HOW THE SOCIAL SECURITY ADMINISTRATION DETERMINES DISABILITY
Claimants are usually surprised when their initial application for Social Security Disability Insurance (SSDI) and/or Supplemental Security Income (SSI) benefits are denied. It is understandable to be upset when one receives such a denial, especially when a their “alleged”disabilities are seemingly ignored and are informed in the denial letter that their disabilities are not severe enough to prevent them from going back to work or from finding similar work. At all levels for a claim of SSDI and/or SSI benefits, the Social Security Administration has a 5 step process for determining if an claimant is disabled pursuant to the SSA Guidelines and therefore eligible benefits. In order to provide a better understanding as to why a claim was an initially denied, we discuss the 5 stages in more detail below.
Step 1: Has the Claimant engaged in Substantial Gainful Activity.
The SSA looks to see if the claimant has engaged in any Substantial Gainful Activity (SGA), since their alleged date of onset or date of application. SGA essentially is work. At this step, the SSA sees if the claimant has engaged in any type of work that brought in income. If the claimant has engaged in work, then the SSA looks to see if said work meets the monthly SGA amount. For the year 2011, the SGA amount is $1,000. Therefore if you have worked and made over $1,000.00, then you would not necessary qualify for SSDI or SSI benefits.
Step 2: Are the Claimant’s disabilities Severe.
This is one of the more difficult steps because often a claimant believes that the SSA did not fully consider the severity of the claimant’s disabilities when the initial application was denied. It becomes an argument as to what the claimant subjectively believes and what the SSA objectively sees based on the medical evidence in the record.
This step implies that claimant’s disabilities must be severe enough to significantly limit there ability to perform basic work. In addition the SSA examines whether the claimant’s disabilities will last or, or be expected to last, for a continuous period of not less than 12 months
Step 3: Do the Claimant’s Disabilities Meet or Medically Equal a Listing
Social Security Administration in Tulsa Oklahoma breaks the body down into 13 major systems or listings. Included in these 13 systems are more than 150 categories of medical conditions that, according to Social Security Administration law, are severe enough to prevent an individual from performing any work.

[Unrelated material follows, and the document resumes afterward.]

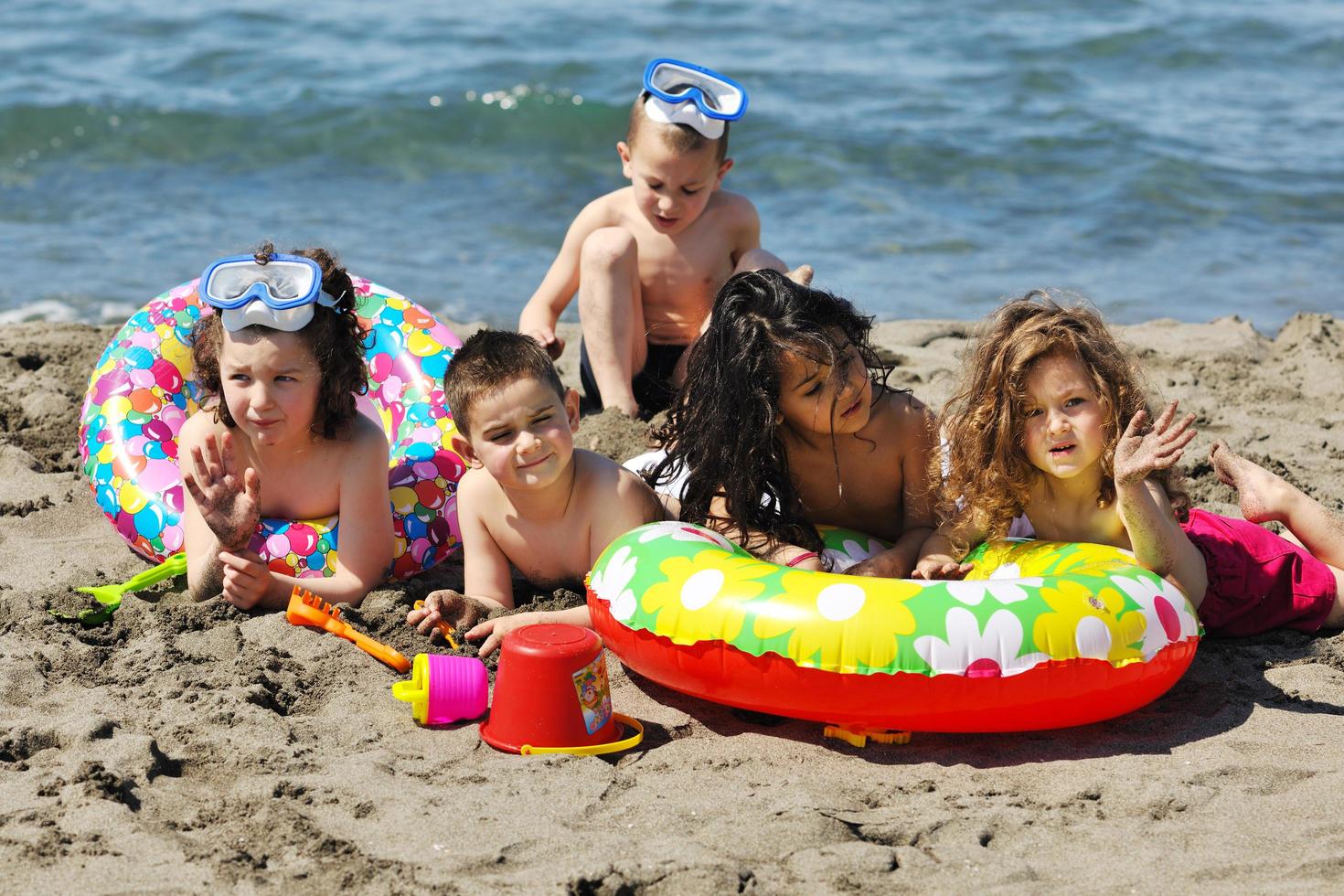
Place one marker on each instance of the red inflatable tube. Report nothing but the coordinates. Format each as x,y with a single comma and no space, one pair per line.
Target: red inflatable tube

If an individual meets, these listings, then they should be declared disabled under the SSA Guidelines. Often times, this is where the claim is denied, because there is not enough medical evidence on record to support a claim under on of the listings.
Step 4: Can the Claimant Return to Previous Work
This too is often a point of frustration, especially if an individual was let go or asked to leave from the former jobs, because of their inability to complete there jobs The SSA in Oklahoma makes a determination on whether you can return your previous work based on what current limitations you may have and how they would affect your performance at your previous job or a job with similar demands.
If Social Security Administration lawyers finds that a person can return to past work, benefits are denied. If the person cannot, then the process proceeds to the fifth and final step.
Step 5: Can the Claimant Do Any Other Work
As another point of contention, claimant’s often ask, if the SSA determined that they can do other work, then where are those jobs? Unfortunately, the SSA uses national employment figures and does not directly provide information on job availability.
Step 5 determines what other work, if any, the person can perform. Social Security Administration will look at your age, level of education, any skills that you might have that would be transferable to another field of employment, any physical and mental limitations you might have; and finely any residual functional capacity.
The SSA has a set of vocation guidelines (the Grid Rules) to determined disability at this final step.